Yang's rightfully concerned with the coming waves of automation that will eventually erase most jobs; in a future where most people won't be able to find a job, it's necessary to provide the people with a base-income so they can keep their homes and not starve to death. And there's the reason why a UBI has nothing to do with economic justice or economic freedom, even if Yang's website says that "the Freedom Dividend would provide money to cover the basics for Americans while enabling us to look for a better job, start our own business, go back to school, take care of our loved ones or work towards our next opportunity". Yeah, it sure sounds great. That is until we do a Marxist analysis on the whole deal. What we have now is a neoliberal capitalist society in which we have two classes: the ones who make money through ownership of capital (landlords, factory owners and major shareholders), the bourgeoisie or capitalists, and the ones who make money through labor, the proletariat or working class. These two groups have conflicting interests; your boss will always pay you the minimal amount of wages he can get away with, while you want your wage to be as high as possible, likewise landlords will want property values to be as high as possible, to make more profits, while tenants want property values to be as low as possible, so they can afford the rent. If there's one thing I wish people would be more aware of, it's that their boss is not their friend, not someone to suck-up to but someone to fight against, and that to do so they need unity among their ranks...

This is capitalism's problem, and everyone with even the most basic understanding of Marx's writings knows that. With Yang's plan, or any other UBI, this problem will not go away. Imagine a future where the capitalists own all the machines that do all the work; productivity will soar and wages are a thing of the past as everyone now gets Yang's "Freedom" Dividend, just enough to maintain their status as an obedient consumer and not die. The gap between rich and poor will become astronomical, even more so than it is already. We'll all be thrown at the mercy of the capitalists, who are understandably very much in favor of a UBI. Yang explains the real purpose of his plan as follows:

"Really, the universal basic income is necessary for the continuation of capitalism through the wave of automation and worker displacement. Markets need consumers to sell things to. UBI is capitalism with a floor that people cannot fall beneath."

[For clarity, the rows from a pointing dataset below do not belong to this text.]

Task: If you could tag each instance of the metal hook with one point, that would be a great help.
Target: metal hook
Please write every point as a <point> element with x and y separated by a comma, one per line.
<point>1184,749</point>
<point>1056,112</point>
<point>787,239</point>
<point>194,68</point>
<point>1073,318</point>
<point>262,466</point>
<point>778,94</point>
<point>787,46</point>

And to be perfectly clear, the same goes for income redistribution through progressive taxation; social democracy as proposed by Bernie Sanders and effectuated Franklin Delano Roosevelt also don't solve the problem of economical injustice. Only the true socialist proposition will cure the ails of the class struggle; in a future where the machines are owned by the workers who produced those machines is the only just future and the only future where civil class war can be avoided. It's that, or the dystopian world described in so many science fiction narratives. UBI could work for now, as a temporary solution to soften the effects of the current pandemic and any other future economic disruptions. But it should be fought tooth and nail as a permanent "solution" to unemployment.